Un modèle dominant énergétivore et sexiste
La référence en France semble être le modèle américain : un grand espace indifférencié cuisine-séjour où trône un “îlot central” ou un meuble bar qui fige l’espace, tel qu’on peut le voir dans les vitrines des cuisinistes, sur les photos publicitaires et dans les séries télévisées. Le mobilier de cuisine tend à coloniser le séjour, pour le plus grand bonheur des cuisinistes qui proposent quantité d’éléments de rangements, "machines intelligentes" ou "réfrigérateurs américains". Ces dispositifs sont dispendieux en termes d’espace, de stocks de nourritures périssables et de consommation d’électricité. Ils sont pensés à destination des femmes, qui assurent très majoritairement les tâches de cuisine au quotidien [3]. Selon une étude de l’INSEE, la moitié des hommes en couple déclarent ne pas toucher aux fourneaux. Et 36 % ignorent les courses. En revanche, 93 % des femmes en couple font le ménage, 93 % la cuisine, 85 % les courses quotidiennes, 83 % la vaisselle et 73 % le repassage.
Sur le chemin d’une cuisine plus écologique et émancipatrice, il semble donc indispensable de réfléchir à l’aménagement de l’espace.
Une cuisine écologique, c’est une cuisine qui prend aussi soin de nous !

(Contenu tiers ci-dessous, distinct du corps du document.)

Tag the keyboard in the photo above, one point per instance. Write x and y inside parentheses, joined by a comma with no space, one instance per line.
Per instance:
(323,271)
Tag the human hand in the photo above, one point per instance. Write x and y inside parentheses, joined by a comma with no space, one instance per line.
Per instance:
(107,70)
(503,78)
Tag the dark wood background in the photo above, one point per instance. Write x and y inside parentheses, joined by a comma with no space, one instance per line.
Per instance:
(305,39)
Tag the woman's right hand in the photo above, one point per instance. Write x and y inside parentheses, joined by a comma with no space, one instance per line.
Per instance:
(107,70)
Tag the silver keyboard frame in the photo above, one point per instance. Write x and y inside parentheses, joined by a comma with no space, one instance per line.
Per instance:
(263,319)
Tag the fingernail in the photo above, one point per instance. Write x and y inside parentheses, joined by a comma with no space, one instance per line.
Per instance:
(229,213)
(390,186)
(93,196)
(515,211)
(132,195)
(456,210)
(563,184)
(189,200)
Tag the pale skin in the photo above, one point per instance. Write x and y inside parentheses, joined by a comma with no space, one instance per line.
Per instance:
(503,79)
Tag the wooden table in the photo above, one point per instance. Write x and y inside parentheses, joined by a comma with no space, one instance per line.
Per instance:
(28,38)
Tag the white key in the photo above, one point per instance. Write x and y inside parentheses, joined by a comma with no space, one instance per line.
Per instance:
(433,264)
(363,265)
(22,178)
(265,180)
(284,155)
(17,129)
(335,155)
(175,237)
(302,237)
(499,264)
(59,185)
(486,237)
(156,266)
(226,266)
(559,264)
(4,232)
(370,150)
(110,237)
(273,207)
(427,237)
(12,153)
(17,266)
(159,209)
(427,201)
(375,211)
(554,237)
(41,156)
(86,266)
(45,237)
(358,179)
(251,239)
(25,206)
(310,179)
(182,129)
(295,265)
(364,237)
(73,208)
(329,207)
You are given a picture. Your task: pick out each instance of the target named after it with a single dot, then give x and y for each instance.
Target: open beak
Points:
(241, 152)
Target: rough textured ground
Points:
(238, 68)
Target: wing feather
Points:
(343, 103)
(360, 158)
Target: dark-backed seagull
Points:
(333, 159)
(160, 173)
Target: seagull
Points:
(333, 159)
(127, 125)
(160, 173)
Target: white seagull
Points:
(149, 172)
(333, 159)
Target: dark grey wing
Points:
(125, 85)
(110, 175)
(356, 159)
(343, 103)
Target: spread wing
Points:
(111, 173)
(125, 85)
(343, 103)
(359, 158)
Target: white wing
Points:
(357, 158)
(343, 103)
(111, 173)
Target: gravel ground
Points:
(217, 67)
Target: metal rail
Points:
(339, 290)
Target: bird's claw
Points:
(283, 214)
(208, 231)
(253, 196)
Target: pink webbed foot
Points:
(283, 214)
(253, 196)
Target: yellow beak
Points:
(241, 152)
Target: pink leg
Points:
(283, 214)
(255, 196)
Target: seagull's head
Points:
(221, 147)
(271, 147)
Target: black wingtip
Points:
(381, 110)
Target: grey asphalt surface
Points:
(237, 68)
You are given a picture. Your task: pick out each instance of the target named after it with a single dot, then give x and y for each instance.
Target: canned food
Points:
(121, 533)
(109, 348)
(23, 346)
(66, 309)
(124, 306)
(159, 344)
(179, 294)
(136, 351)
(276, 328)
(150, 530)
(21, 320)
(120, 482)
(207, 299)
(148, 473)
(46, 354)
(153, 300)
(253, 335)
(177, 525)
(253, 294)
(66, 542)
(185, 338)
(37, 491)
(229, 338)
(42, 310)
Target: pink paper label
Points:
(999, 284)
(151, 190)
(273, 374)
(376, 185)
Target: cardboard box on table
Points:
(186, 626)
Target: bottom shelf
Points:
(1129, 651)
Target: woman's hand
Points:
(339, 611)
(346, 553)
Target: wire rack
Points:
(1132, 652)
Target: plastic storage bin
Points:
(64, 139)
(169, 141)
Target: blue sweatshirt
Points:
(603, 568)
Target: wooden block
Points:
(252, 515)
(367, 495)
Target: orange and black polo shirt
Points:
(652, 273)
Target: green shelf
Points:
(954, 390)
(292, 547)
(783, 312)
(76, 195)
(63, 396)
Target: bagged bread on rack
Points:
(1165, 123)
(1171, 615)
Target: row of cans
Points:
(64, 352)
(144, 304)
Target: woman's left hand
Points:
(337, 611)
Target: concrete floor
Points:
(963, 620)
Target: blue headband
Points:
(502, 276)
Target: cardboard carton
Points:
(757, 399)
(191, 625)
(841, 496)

Le modèle suédois permet d’adopter une alimentation plus saine. Une recherche pluridisciplinaire de l’OSCAH [4] explore les liens entre obésité sévère et organisation de l’habitation.
Des enquêtes menées en binôme médecin et architecte au domicile de personnes obèses et non obèses montrent qu’une organisation de la cuisine de type suédoise, avec une table pour les repas quotidiens, serait plus favorable à la santé qu’un espace indifférencié cuisine-séjour, favorisant le grignotage et la prise de repas devant les écrans. Le stockage de denrées augmentant la consommation alimentaire, d’après les études, il apparaît intéressant de limiter les stocks de nourriture et de privilégier une sobriété des préparations culinaires à base de produits peu transformés.
Aucun genre n’est prédestiné aux activités domestiques [5]. Le réaménagement de la cuisine ne permet pas à lui seul de lutter contre les logiques sexistes, mais il peut contribuer à bousculer les habitudes genrées et à alléger la "charge mentale" [6] des femmes. Prendre les repas quotidiens sur une table ordinaire dans la cuisine permet un meilleur partage des activités domestiques et n’empêche pas de dresser une table ailleurs pour un repas festif (séjour, terrasse). Cette table ne fige pas l’espace ; on peut la déplacer pour d’autres activités (fête, bricolage). La hauteur de table de 70 à 75 cm permet une convivialité intergénérationnelle : un enfant sur une chaise de bébé, un adulte en fauteuil roulant et des personnes assises sur des chaises ordinaires auront tous les yeux à la même hauteur. Pour la disposition des lieux, une petite recette : "Fermez les yeux, pensez à tout ce que vous aimez dans la vie, imaginez ces choses dans votre cuisine, laissez mijoter."
– le modèle américain : cuisine ouverte sur le séjour, nombreuses machines et stocks importants liés à l’approvisionnement en grande surface (grands réfrigérateurs), consommation importante de denrées transformées.
– le modèle suédois : cuisine avec table pour les repas quotidiens, sobriété des aménagements et simplicité des préparations culinaires.
Catherine Clarisse est architecte enseignante à l’ENSA Paris-Malaquais et chercheuse au LACTH, ENSAP Lille. Elle est responsable au sein du LACTH de la recherche OSCAH menée conjointement avec l’équipe du Pr Pattou, au CHRU de Lille, et avec le CNAO. Elle est présidente de notre atelier commun, atelier d’architecture d’architecture participative fondé par Patrick Bouchain.